E sempre l'operante, incalzato dall'avvocato Pelizzari, si è poi visto costretto ad ammettere di non aver effettuato accertamenti per appurare l'origine dei massi.
Dettaglio questo decisivo. La difesa ha infatti portato in Aula ulteriori due colichesi pronti a testimoniare di aver autorizzato i due imputati
a "portar via" dai rispettivi fondi del materiale "saltato fuori" durante degli interventi di livellamento del terreno.
Un terzo soggetto - estraneo al "circuito" del donatore-ricevente - ha poi confermato tale circostanza asserendo di aver assistito ad un "carico".

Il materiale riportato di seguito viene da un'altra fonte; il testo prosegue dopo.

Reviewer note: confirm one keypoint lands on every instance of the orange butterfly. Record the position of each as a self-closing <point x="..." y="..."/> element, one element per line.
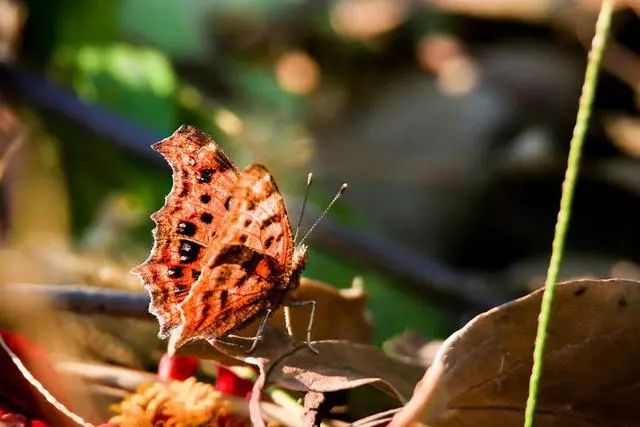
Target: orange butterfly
<point x="224" y="253"/>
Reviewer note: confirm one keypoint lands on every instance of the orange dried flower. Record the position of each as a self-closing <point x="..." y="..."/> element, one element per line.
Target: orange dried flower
<point x="185" y="403"/>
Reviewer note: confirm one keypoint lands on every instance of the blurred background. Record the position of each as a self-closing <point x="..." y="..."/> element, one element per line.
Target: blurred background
<point x="449" y="119"/>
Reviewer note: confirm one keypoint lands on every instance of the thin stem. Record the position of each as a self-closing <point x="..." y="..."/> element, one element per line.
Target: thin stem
<point x="568" y="186"/>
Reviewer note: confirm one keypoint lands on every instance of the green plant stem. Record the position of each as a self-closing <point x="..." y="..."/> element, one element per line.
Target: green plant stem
<point x="568" y="186"/>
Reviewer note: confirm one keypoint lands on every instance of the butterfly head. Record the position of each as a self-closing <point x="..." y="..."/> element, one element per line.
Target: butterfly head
<point x="298" y="263"/>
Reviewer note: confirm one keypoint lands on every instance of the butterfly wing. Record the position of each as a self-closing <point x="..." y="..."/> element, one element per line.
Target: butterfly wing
<point x="249" y="271"/>
<point x="203" y="179"/>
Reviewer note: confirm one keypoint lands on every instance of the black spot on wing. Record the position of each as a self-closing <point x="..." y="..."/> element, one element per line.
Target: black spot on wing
<point x="175" y="272"/>
<point x="206" y="217"/>
<point x="188" y="251"/>
<point x="186" y="228"/>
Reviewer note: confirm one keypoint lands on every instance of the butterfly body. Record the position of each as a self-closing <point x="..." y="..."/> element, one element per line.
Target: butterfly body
<point x="224" y="253"/>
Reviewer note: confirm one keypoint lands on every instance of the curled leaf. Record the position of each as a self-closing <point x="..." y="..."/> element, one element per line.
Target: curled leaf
<point x="339" y="365"/>
<point x="480" y="375"/>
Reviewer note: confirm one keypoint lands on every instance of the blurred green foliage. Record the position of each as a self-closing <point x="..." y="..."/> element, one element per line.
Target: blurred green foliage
<point x="160" y="64"/>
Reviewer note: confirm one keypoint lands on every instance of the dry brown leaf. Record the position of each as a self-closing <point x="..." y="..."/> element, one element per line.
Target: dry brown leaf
<point x="339" y="365"/>
<point x="340" y="315"/>
<point x="411" y="347"/>
<point x="591" y="375"/>
<point x="312" y="403"/>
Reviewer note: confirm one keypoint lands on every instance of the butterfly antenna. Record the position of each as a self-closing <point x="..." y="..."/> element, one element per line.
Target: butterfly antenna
<point x="340" y="192"/>
<point x="304" y="205"/>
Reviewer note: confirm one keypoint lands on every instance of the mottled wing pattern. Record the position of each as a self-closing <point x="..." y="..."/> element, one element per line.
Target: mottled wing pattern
<point x="251" y="263"/>
<point x="203" y="180"/>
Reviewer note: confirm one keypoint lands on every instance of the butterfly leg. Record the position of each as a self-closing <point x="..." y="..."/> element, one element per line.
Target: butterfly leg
<point x="312" y="304"/>
<point x="254" y="340"/>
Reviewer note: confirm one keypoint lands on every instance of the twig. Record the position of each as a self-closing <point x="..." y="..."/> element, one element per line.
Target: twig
<point x="573" y="165"/>
<point x="84" y="299"/>
<point x="40" y="388"/>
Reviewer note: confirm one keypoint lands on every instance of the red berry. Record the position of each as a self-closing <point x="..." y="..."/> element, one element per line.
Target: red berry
<point x="228" y="382"/>
<point x="177" y="367"/>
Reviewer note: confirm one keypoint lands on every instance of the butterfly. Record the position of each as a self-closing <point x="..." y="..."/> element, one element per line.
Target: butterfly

A portare acqua - in tutti i sensi - al mulino del penalista lecchese, poi anche la relazione redatta dal dr. Claudio Depoli, geologo libero professionista,
che ha attestato come l'Inganna sia un terrente caratterizzato da "un continuo trasporto di materiale" tanto da richiedere
continui interventi di rimozione dei detriti per ragioni di "equilibrio" evitando così pericolose esondazioni.
Tutto ciò per arrivare a dichiarare che Mauro e Luciano Sgheiz anche qualora avessero prelavato più rocce di quanto permesso loro dall'Aipo
non avrebbero comunque arrecato "danni" al fiume. Tutt'altro.
A chiarire ulteriormente l'intero quadro è "intervenuto" - sottoponendosi ad esame - lo stesso imputato "junior",
raccontando di aver accatastato tutte quelle pietre (con le quali la sua famiglia pensava di realizzare una nuova costruzione e di sistemare, in futuro, una casa già di proprietà)
in un lungo arco temporale, dimostrando ciò mostrando delle foto aeree tratte da Google, attestanti la presenza di una "pila" già nel 2008.
4 mesi e un'ammenda da 100 euro la richiesta di condanna avanzata dalla pubblica accusa.
L'assoluzione - chiaramente - la conclusione suggerita dall'avvocato Pelizzari.
E per tale seconda "strada" ha optato anche il giudice, "perché non è stata raggiunta prova sufficiente", riservandosi 30 giorni per la motivazione della sentenza.